30 interesting facts about Pennsylvania
- The Commonwealth of Pennsylvania is a state located in the Northeastern and Middle Atlantic regions of the United States.
- Philadelphia is the largest city in Pennsylvania and the sixth-most-populous city in the United States.
- Pennsylvania capital is Harrisburg.
- Total Area: 33rd among states, 119,290 sq km (46,058 sq mi).
- In 2008, the population of Philadelphia was estimated to be over 1.54 million, while the Greater Philadelphia metropolitan area's population of 5.8 million made it the country's fifth-largest.
- The nation's first circulating library, the Library Company of Philadelphia, was founded in 1731 by Benjamin Franklin and others.
- The state borders Delaware and Maryland to the south, West Virginia to the southwest, Ohio to the west, New York and Ontario, Canada to the north, and New Jersey to the east.
- Popular nicknames for Philadelphia include Philly and The City of Brotherly Love.
- The state's four most populous cities are, respectively, Philadelphia, Pittsburgh, Allentown and Erie. The state capital is Harrisburg.
- In 1869 a Philadelphia garment worker, Uriah S. Stephens, helped found one of the first
- major national labor unions, the Knights of Labor.
- Pennsylvania has 51 miles (82 km) of coastline along Lake Erie and 57 miles (92 km) of shoreline along the Delaware Estuary.
- Each February national attention is focused on Punxsutawney, where according to lore the emergence of a groundhog from its burrow predicts the number of weeks remaining of winter.
- Pennsylvania has been known as the Keystone State since 1802, based in part upon its central location among the original Thirteen Colonies forming the United States, and also in part because of the number of important American documents signed in the state (such as the Declaration of Independence).
- Hershey is considered the Chocolate Capital of the United States.
- Another one of Pennsylvania's nicknames is the Quaker State; in colonial times, it was known officially as the Quaker Province, in recognition of Quaker William Penn's First Frame of Government constitution for Pennsylvania that guaranteed liberty of conscience.
- The first commercial broadcast station in the world was KDKA in Pittsburgh, which started daily schedule broadcasting on November 2, 1920.
- Other nicknames: "The Coal State", "The Oil State", and "The Steel State".
- The first all-motion-picture theater in the world was opened on Smithfield Street in Pittsburgh on June 19, 1905, by John P. Harris and Harry Davis.
- "The State of Independence" currently appears on many road signs entering the state.
- Pennsylvania is the first state of the fifty United States to list their web site URL on a license plate.
- Pennsylvania became the second state to ratify the U.S. Constitution on December 12, 1787, five days after Delaware became the first.
- The Warner brothers began their careers in western Pennsylvania.
- James Buchanan, of Franklin County, was the only bachelor President of the United States and the only one to be born in Pennsylvania.

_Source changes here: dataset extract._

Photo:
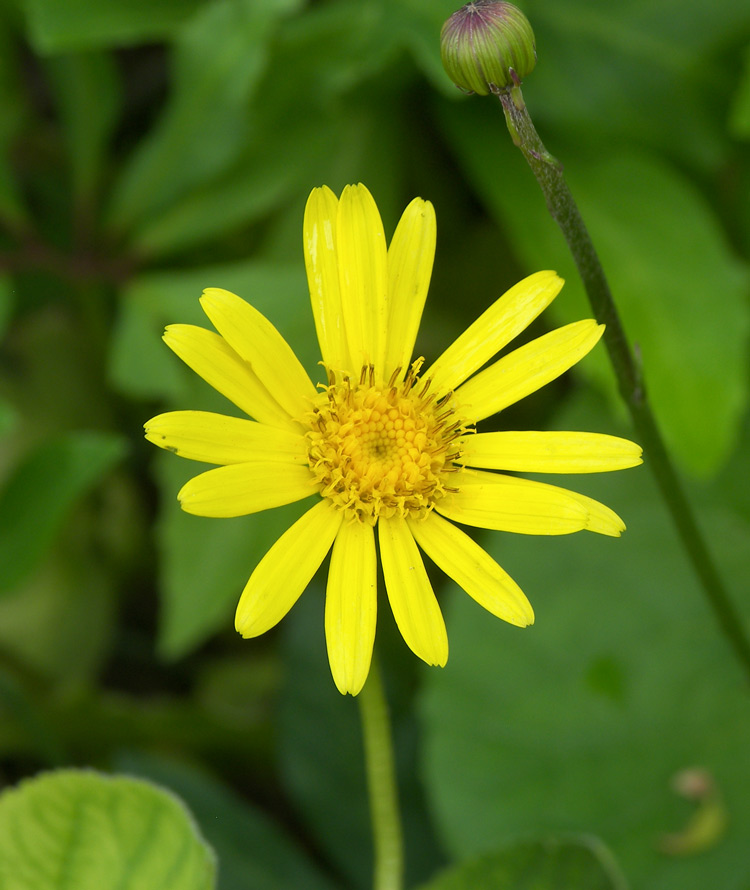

- The earliest successful experiment of Thomas A. Edison with electric lighting was made in Sunbury.
- The Battle of Gettysburg—-the major turning point of the Civil War—took place near Gettysburg.
- The first U.S. zoo was built in Philadelphia in 1876.
- Pennsylvania was also the home of the first commercially drilled oil well. In 1859, near Titusville, Pennsylvania, Edwin L. Drake successfully drilled the well, which led to the first major oil boom in United States history.
- Independence Hall and the Liberty Bell belong today to the city of Philadelphia, which purchased the property for $70,000 from the Commonwealth of Pennsylvania in 1816.
- In 1923 President Calvin Coolidge established the Allegheny National Forest under the authority of the Weeks Act of 1911 in the northwest part of the state in Elk, Forest, McKean, and Warren Counties for the purposes of timber production and watershed protection in the Allegheny River basin. The Allegheny is the state's only national forest.